In 1921, Guccio Gucci opened a leather goods company and small luggage store in his native Florence. Though his vision for the brand was inspired by London, and the refined aesthetic of English nobility he had witnessed while working in the Savoy Hotel, his goal on returning to Italy was to ally this classy sensibility with the unique skills of his native Italy specifically with the master craftsmanship of local Tuscan artisans.

Within a few years, the label enjoyed such success the sophisticated international clientele on vacation in Florence thronged to Gucci’s bottega, seeking the equestrian-inspired collection of bags, trunks, gloves, shoes and belts. Many of Guccio’s Italian clients were local horse-riding aristocrats, and their demand for riding gear led Gucci to develop its unique Horsebit icon - an enduring symbol of the fashion house and its increasingly innovative design aesthetic.

Faced with a shortage of foreign supplies during the difficult years of Fascist dictatorship in Italy, Gucci began experimenting with atypical luxury materials, like hemp, linen and jute. One of its artisans’ most subtle innovations was burnishing cane to create the handle of the new Bamboo Bag, whose curvy side was inspired by a saddle’s shape. An ingenious example of “necessity as the mother of invention”, the bamboo became the first of Gucci's many iconic products. A favorite of royalty and celebrities alike, the bag with burnished handle remains a huge favorite today.

During the Fifties, Gucci again found equestrian inspiration with its trademark green-red-green web stripe, derived from a traditional saddle girth. It became an instant success and an instantly recognizable hallmark of the brand. Opening stores in Milan and New York, Gucci started to build its global presence as a symbol of modern luxury.


With the passing of Guccio Gucci in 1953, his sons Aldo, Vasco, Ugo and Rodolfo took over the business.






Gucci products quickly became renowned for timeless design and were cherished by iconic movie stars and figures of elegance in the Jet Set era. Jackie Kennedy carried the Gucci shoulder bag, which is known today as the Jackie O. Liz Taylor, Peter Sellers and Samuel Beckett sported the unstructured, unisex Hobo Bag. Gucci’s classic moccasin with Horsebit hardware became part of the permanent collection at the Costume Institute, Metropolitan Museum of Art in New York. Gucci answers a personal request by Grace Kelly by creating the now famous Flora silk print scarf for the Monaco princess.

In the mid-60s, Gucci adopted the legendary interlocking double G logo, creating yet another chic Gucci visual insignia. Gucci continued its expansion abroad with stores opening in London, Palm Beach, Paris and Beverly Hills.

Gucci continued its global expansion, true to the original aspirations of Aldo, and set its sights on the Far East. Stores opened in Tokyo and Hong Kong.
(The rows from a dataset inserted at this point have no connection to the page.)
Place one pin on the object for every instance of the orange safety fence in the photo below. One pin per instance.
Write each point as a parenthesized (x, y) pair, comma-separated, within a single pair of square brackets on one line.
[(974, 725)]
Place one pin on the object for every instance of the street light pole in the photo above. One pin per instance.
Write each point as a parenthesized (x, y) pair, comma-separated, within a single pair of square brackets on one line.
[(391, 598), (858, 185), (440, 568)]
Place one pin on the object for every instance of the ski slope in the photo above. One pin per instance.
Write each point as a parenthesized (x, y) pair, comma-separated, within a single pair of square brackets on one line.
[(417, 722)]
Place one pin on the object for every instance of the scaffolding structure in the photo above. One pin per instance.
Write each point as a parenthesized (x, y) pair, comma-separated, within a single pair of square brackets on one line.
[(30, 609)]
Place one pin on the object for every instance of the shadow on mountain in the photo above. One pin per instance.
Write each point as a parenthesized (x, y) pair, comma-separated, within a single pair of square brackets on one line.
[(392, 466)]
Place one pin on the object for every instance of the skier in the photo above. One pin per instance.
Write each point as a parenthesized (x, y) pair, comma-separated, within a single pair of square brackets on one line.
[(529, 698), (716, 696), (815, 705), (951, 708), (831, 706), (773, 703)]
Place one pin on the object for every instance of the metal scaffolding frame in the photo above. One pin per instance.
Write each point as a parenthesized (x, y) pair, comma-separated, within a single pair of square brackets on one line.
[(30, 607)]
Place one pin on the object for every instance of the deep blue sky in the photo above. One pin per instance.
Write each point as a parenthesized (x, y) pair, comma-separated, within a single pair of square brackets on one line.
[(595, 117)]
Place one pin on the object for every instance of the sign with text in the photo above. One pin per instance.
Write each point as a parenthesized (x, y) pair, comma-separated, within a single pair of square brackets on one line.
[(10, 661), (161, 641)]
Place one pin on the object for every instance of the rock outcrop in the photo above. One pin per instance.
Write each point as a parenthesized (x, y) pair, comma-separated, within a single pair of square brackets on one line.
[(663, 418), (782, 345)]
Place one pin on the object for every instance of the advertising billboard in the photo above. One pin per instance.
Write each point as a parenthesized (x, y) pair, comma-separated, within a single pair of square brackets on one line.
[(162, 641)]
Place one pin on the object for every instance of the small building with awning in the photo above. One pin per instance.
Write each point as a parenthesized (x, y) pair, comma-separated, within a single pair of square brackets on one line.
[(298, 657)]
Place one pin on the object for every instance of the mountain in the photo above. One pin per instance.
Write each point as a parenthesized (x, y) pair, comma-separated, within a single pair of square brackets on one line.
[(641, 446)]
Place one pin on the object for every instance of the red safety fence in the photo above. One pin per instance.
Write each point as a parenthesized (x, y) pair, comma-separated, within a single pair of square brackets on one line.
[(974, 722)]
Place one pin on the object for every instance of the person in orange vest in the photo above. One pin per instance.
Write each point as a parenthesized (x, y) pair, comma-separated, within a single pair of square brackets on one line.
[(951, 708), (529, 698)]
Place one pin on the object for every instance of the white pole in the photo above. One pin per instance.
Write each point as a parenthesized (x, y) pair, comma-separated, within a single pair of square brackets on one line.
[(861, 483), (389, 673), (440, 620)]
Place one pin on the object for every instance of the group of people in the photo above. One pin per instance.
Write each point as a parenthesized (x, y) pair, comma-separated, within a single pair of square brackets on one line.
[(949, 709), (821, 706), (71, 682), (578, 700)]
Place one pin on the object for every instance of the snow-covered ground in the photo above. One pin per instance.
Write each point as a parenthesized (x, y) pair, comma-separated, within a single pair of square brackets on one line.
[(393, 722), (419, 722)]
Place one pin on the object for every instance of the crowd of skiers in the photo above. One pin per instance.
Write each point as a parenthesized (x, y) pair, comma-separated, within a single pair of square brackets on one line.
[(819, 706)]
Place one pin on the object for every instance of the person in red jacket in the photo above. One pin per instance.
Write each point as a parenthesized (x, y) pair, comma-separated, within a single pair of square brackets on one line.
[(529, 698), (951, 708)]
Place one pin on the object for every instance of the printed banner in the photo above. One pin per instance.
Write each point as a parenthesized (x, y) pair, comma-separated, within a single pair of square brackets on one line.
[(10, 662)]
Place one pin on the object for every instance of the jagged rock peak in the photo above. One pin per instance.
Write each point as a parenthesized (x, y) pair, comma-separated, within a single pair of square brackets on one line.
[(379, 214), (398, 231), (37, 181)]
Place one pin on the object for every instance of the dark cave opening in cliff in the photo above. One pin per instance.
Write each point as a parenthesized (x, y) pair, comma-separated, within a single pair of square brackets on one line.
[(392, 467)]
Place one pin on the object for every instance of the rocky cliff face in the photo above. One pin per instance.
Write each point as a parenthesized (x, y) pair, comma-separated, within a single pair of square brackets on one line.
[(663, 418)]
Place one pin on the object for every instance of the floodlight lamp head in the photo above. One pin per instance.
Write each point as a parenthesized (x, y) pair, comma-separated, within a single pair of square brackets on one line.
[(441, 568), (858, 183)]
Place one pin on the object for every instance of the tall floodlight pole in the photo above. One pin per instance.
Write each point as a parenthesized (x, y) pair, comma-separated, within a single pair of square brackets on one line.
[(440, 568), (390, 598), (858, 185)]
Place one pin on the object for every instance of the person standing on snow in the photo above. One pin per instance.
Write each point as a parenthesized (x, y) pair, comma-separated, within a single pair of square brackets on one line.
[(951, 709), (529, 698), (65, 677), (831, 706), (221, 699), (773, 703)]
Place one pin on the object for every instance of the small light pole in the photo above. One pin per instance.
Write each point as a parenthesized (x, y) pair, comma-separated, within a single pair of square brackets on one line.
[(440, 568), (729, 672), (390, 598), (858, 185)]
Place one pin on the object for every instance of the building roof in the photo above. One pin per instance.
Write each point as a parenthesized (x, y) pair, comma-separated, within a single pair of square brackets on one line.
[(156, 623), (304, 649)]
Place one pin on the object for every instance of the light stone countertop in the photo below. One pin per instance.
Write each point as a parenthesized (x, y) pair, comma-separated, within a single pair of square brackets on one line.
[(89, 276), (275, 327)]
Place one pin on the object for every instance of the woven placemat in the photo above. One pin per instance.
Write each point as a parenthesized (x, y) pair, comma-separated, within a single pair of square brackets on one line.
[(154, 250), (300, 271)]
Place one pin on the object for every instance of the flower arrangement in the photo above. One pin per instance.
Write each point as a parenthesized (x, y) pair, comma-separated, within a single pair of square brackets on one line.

The company developed its first ready-to-wear collections, featuring GG printed shirts or GG buttoned fur-trim coats.


The brand became famous for its unique mix of innovative audacity and legendary Italian quality and craftsmanship. Gucci icons were re-invented in new shapes or colors – burning the GG logo through suede - using ever more luxurious materials, like baby crocodile coats with sterling silver snakehead buckles. 




In 1977, its Beverly Hills flagship was revamped with a private Gucci Gallery, where privileged VIPs like Rita Hayworth or Michael Caine could browse for $10,000 bags with detachable gold and diamond chain or platinum fox bed throws.

In 1981 Gucci staged its first ever runway show in Florence.

In 1982, Gucci became a public limited company, and leadership passed to Rodolfo's son, Maurizio Gucci, who held 50 percent of the company’s shares. In 1987, Investcorp, a Bahrain-based investment company, began buying into Gucci, eventually completing the purchase of all the company’s shares in the early Nineties.